Había llegado a la altura del colegio, cegada por la humareda fría. Era muy raro; Laura había estado en algunas discotecas techno con emisores de humo artificial, pero nunca se había sentido tan perdida, tan atrapada como entre esa niebla.
       No sabía cómo pero lo vio; seguramente por ir mirando al suelo para no tropezar con el bordillo. Había algo, que estaba segura que no estaba allí antes. Se agachó para verla.
      Una zapatilla deportiva blanca, con los cordones atados, rozando la tapia del edificio. La recogió. Estaba fría, usada, y le sonaba.
      —¡Carlos! —gritó hacia el colegio—. ¿Estás ahí?
      Se acercó al elíseo, sintiéndose debajo de una ducha. Miró a los cristales, con la esperanza de que si había entrado (a saber por qué) pudiese ver su silueta. Se quedó boquiabierta al ver, en su lugar, lo que parecía el relente blanco flotando dentro del edificio.
       Laura entró siete pasos en el patio, todavía sosteniendo la zapatilla. Pudo ver la puerta abierta, aunque las ventanas parecían todas enteras. Y cerradas.

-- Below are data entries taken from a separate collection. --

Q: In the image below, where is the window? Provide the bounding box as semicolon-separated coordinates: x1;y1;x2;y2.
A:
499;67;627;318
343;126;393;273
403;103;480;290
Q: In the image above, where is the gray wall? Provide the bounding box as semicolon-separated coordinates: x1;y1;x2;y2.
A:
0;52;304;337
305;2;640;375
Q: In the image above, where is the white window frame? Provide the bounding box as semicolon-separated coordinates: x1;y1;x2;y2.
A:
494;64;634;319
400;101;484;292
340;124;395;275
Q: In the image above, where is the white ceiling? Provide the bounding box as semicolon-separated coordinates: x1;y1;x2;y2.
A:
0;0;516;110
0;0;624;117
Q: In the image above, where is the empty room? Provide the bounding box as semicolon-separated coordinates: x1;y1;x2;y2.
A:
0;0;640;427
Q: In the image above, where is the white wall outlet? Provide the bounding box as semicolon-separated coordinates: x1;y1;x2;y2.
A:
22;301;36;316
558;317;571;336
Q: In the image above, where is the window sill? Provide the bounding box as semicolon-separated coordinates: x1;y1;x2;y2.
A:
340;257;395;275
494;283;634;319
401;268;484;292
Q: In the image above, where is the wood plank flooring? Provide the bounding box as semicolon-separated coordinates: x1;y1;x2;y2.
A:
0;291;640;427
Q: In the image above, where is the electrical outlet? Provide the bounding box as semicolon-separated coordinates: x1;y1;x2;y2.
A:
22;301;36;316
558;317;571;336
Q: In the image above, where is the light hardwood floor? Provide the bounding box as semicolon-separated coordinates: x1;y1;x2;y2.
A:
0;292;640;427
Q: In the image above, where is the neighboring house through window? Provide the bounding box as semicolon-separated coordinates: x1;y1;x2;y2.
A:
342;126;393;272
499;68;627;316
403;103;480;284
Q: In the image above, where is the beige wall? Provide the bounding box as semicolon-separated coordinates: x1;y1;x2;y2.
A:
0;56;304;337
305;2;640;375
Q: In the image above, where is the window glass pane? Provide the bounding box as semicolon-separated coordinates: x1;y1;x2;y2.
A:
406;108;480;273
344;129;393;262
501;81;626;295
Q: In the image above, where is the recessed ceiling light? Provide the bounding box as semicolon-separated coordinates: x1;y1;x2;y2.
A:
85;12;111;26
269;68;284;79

      Olvidándose del asco que normalmente sentiría por coger algo sudado de otra persona, llevó la zapatilla entre las manos hasta la calle, momento en que la soltó. Si su dueño volvía a buscarla, mejor que siguiese donde la dejó.
     ¿Pero por qué iba a quitarse la zapatilla y seguir? Estando el suelo así…
      Continuó hasta la mina. Todos pensaban que había ido hacia allí.
      No querría manchárselas al bajar
      Frunció el ceño, regañándose a sí misma por tonta. Pero era inevitable; ninguna explicación, lógica o estúpida, parecía capaz de explicarlo.
     En un deja vù, se asomó al borde como hizo al llegar. La explanada, con su caseta y su excavadora, estaba casi tapada por la niebla. Al asomarse un poco más, le pareció que salía en bocanadas desde la mina.
     Se agachó. En ese momento, el rastro de la humareda se interrumpió. Laura resollaba, oliendo el oxígeno y la humedad. Lo que hubiese pasado no iba a asfixiarla, pero fue suficiente para convencerla de que había que desmontar el campamento.

    Jueves 7 de Julio.
     Los niños que quedan han sido los primeros en verlo. Están en sus casas mirando por las ventanas, esperando a que la niebla escampe para ver si sus padres les dejan salir a jugar. Todos tienen miedo, ya ha desaparecido demasiada gente.  Da igual que sea de noche o de día, simplemente desaparecen.
     Roberto Valden, que tenía fiebre cuando pasó, y Javier Acero, el superviviente, fueron los primeros. Se lo dijeron a sus padres, que primero creyeron que era mentira para que los dejasen salir. Pero también lo vieron. Más y más vecinos lo han visto.
      Por fin hay una explicación, y sabiendo lo que es, todavía no me lo creo.
     Hay algo en la niebla, que se está llevando a la gente.
     Cada uno lo describe de una forma. La mayoría, como los García y los Acero, dicen que es como un hombre normal pero muy alto y delgado, que se va viendo a medida que sale de la niebla. Los padres de Roberto, en cambio, me dijeron que parecía vestido con harapos y que chorreaba, como si hubiese salido de un rio. Otros, como los Jumilla, dicen que es un monstruo de verdad, con dientes y garras enormes y afilados, y Esteban hasta dice que es como una medusa, con la cabeza llena de gusanos que se menean.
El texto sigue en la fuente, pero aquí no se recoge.